The Key Considerations

In general, most enterprise social networks provide a good platform for quick communication and collaboration, externally and internally, across geographic boundaries and company departments. Because ESNs retain shared content, they can also serve as a dynamic collective memory for your firm, and be more accessible than traditional tools like email.

But those key enterprise social network qualities are only the beginning. You can take the usefulness of an ESN even further when you treat it as a:

  • Versatile Social Space. With an ESN your firm can create ‘deal rooms’ that combine the human interaction and information resources necessary to shepherd clients through a specific transaction. These spaces can also be dedicated to the management of High Net Worth Individuals, and other key client relationships.
  • Reputation Manager. Firm reputation management remains critical in the wake of the 2008 financial crisis, and a Makovsky study reports 81% of communications, investor relations and marketing executives consider reputational and customer satisfaction issues a paramount concern. By communicating with your clients when they need you via a secure ESN space, you can tailor conversations and content for specific client needs, helping your business foster trust and loyalty among your client base.
  • New Talent Magnet. An ESN can also help you create a corporate culture that appeals to job candidates. For instance, a PwC study reports 61% of millennials working in financial services say they would seek employers whose values match their own.

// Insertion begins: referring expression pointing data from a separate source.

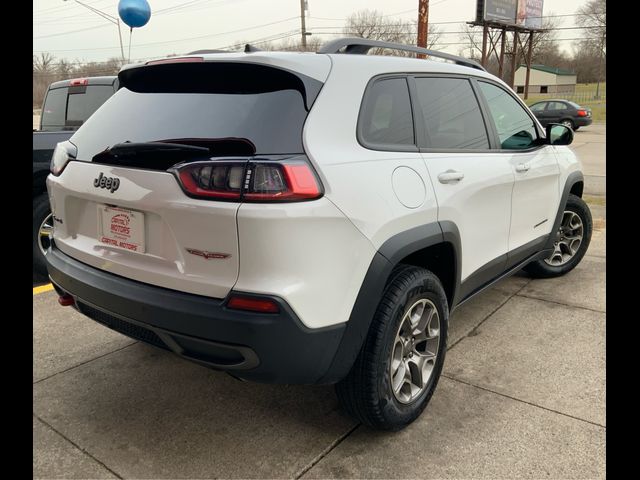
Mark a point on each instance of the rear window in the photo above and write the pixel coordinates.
(250, 105)
(82, 105)
(386, 119)
(451, 114)
(54, 108)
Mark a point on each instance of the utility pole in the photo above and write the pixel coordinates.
(303, 24)
(108, 17)
(600, 67)
(423, 24)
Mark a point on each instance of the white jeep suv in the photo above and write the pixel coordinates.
(310, 217)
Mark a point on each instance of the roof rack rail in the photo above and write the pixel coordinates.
(363, 45)
(201, 52)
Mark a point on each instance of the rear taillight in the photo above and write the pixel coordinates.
(217, 180)
(63, 152)
(254, 181)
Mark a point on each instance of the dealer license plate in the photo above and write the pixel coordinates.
(122, 228)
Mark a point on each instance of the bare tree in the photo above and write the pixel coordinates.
(373, 25)
(544, 49)
(591, 53)
(592, 16)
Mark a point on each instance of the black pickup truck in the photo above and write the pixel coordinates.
(67, 105)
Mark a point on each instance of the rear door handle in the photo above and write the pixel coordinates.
(450, 176)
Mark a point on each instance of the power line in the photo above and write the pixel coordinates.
(178, 40)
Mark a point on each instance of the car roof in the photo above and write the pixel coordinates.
(318, 65)
(104, 80)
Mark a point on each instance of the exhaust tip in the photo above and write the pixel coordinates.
(66, 300)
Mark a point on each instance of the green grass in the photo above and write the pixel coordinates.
(590, 87)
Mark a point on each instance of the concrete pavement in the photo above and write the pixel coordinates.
(522, 395)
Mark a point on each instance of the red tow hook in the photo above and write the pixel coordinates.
(66, 300)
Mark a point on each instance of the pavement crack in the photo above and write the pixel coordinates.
(84, 363)
(78, 446)
(326, 451)
(560, 303)
(524, 401)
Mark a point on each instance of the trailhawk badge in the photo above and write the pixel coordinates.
(208, 255)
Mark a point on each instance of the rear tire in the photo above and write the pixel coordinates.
(571, 242)
(41, 212)
(398, 367)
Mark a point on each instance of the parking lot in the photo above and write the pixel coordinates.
(522, 394)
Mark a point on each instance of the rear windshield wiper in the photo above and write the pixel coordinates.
(134, 148)
(152, 155)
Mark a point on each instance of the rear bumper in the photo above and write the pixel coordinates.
(270, 348)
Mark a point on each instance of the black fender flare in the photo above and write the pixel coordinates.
(385, 259)
(572, 179)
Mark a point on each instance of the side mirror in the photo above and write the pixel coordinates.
(559, 134)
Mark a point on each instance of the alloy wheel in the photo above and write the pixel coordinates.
(568, 239)
(415, 351)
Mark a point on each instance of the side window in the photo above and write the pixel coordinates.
(538, 107)
(82, 105)
(451, 114)
(54, 108)
(515, 127)
(557, 106)
(386, 117)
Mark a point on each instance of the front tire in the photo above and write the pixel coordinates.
(398, 367)
(42, 229)
(571, 241)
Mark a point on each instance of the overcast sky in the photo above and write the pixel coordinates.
(71, 31)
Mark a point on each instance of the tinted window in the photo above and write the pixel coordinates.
(54, 108)
(557, 106)
(451, 114)
(232, 109)
(538, 107)
(386, 116)
(516, 129)
(82, 105)
(269, 122)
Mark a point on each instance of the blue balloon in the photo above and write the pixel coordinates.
(135, 13)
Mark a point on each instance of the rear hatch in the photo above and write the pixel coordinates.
(133, 201)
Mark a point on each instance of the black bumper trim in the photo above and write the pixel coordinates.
(270, 348)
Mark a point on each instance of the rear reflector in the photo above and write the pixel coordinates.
(66, 300)
(251, 304)
(176, 60)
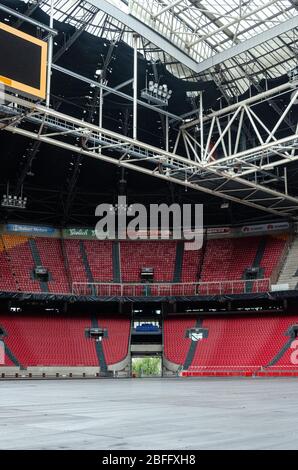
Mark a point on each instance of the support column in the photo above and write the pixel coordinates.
(135, 88)
(50, 56)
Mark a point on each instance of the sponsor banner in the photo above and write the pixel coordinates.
(29, 229)
(213, 230)
(2, 353)
(265, 227)
(79, 232)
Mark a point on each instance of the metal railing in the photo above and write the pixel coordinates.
(100, 289)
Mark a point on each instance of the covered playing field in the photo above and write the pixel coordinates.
(149, 414)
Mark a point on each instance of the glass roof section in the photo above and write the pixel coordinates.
(202, 29)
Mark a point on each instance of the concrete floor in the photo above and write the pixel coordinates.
(149, 414)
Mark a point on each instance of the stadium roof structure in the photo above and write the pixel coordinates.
(227, 64)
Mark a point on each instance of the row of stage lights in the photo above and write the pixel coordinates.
(157, 94)
(14, 202)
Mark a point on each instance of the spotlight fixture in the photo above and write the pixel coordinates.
(293, 75)
(11, 201)
(157, 94)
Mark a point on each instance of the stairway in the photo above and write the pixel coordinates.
(289, 273)
(192, 348)
(99, 349)
(257, 263)
(178, 262)
(116, 262)
(87, 265)
(37, 261)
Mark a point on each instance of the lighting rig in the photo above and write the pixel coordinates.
(11, 201)
(157, 94)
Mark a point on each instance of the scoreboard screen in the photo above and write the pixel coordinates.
(23, 62)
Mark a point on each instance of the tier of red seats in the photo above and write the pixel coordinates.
(176, 345)
(221, 268)
(74, 261)
(115, 346)
(52, 340)
(99, 255)
(139, 254)
(226, 260)
(243, 343)
(21, 262)
(7, 280)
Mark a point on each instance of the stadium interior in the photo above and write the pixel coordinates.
(178, 103)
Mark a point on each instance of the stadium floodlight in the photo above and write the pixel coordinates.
(151, 86)
(157, 94)
(12, 201)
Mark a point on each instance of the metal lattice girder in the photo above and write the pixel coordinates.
(250, 43)
(144, 158)
(223, 152)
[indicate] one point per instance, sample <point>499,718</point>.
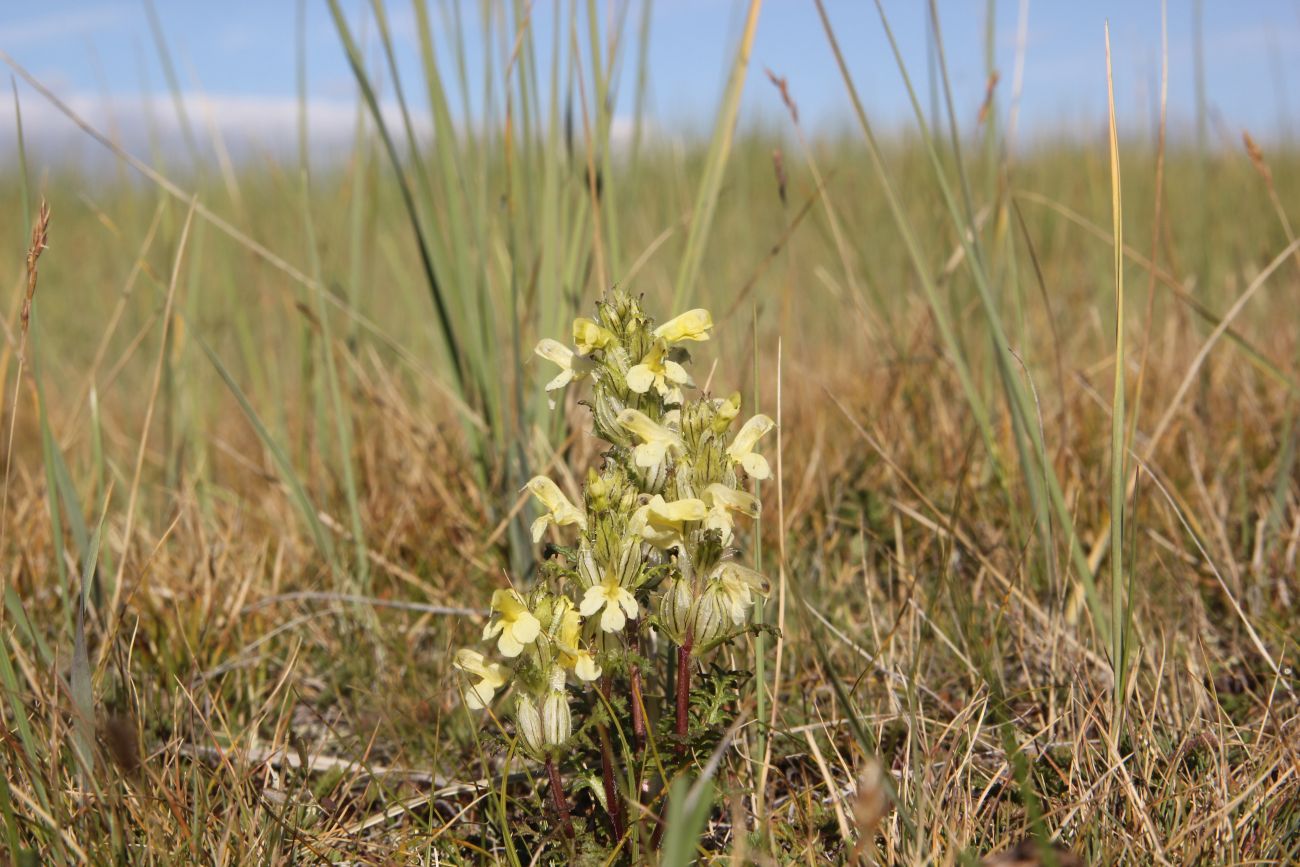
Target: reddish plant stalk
<point>638,720</point>
<point>611,789</point>
<point>558,797</point>
<point>684,693</point>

    Millennials also value regular feedback, work-life balance, and opportunities to travel, develop new skills, and make meaningful contributions to an organization. An ESN can help show candidates what your firm has to offer, and allows you to start a conversation around the more intangible benefits of working at your firm.

  • Employee Training and Retention Tool. Employee loyalty also presents a challenge for the financial sector. According to Compdata’s BenchmarkPro 2012 survey, the financial services sector experiences the second highest rate of turnover by industry, at 16.5%, and the PwC study suggests this churn is likely to continue: only one in ten financial services workers from the millennial demographic report an intent to remain in the industry for the long-term. An ESN can act as a powerful ally for on-boarding and training to help your firm retain talent—particularly those who grew up surrounded by social media and use it every day.
  • Event-based Marketing. ESNs can help you create real-time engagement with clients, which is especially useful when marketing financial services related to major life events, including educational, career, or family milestones. These often drive financial services purchases, and happen to be the kind of occasions people share via social media. When you create an ESN space to listen and respond to prospects about their life, you can increase your awareness of sales opportunities to offer the right services at the right time.

Getting Ready to Use an ESN

If you want to keep up with the evolving financial, employment and consumer expectations, an ESN can be invaluable. But, you still have to attend to compliance with social media regulations, including those outlined by the SEC and FINRA.

ESNs don’t typically have an archiving and content supervision capability designed for regulatory compliance built into them, which leaves you to come up with a solution to retain review and produce communications.

Fortunately, there are more archiving solutions available now, which are designed to work with your ESN (and can even be integrated into your email archiving workflow). They can make the message review experience virtually seamless and intuitive. The best solutions out there usually help firms retain all of the different types of communication associated with an ESN, including:

  • ESN posts and comments (especially ‘threaded messages’ which are the comments made back-and-forth on a post) shared by your employees, job candidates, clients and prospects
  • File attachments on posts and comments
  • Website links and posts
  • Polls associated with ESN posts
  • Private messages
  • Shares

When you archive and supervise ESN (and have a solid policy outlining the rules of engagement) this type of social networking really can become one of your star players in your mission to attract and keep valuable clients and employees.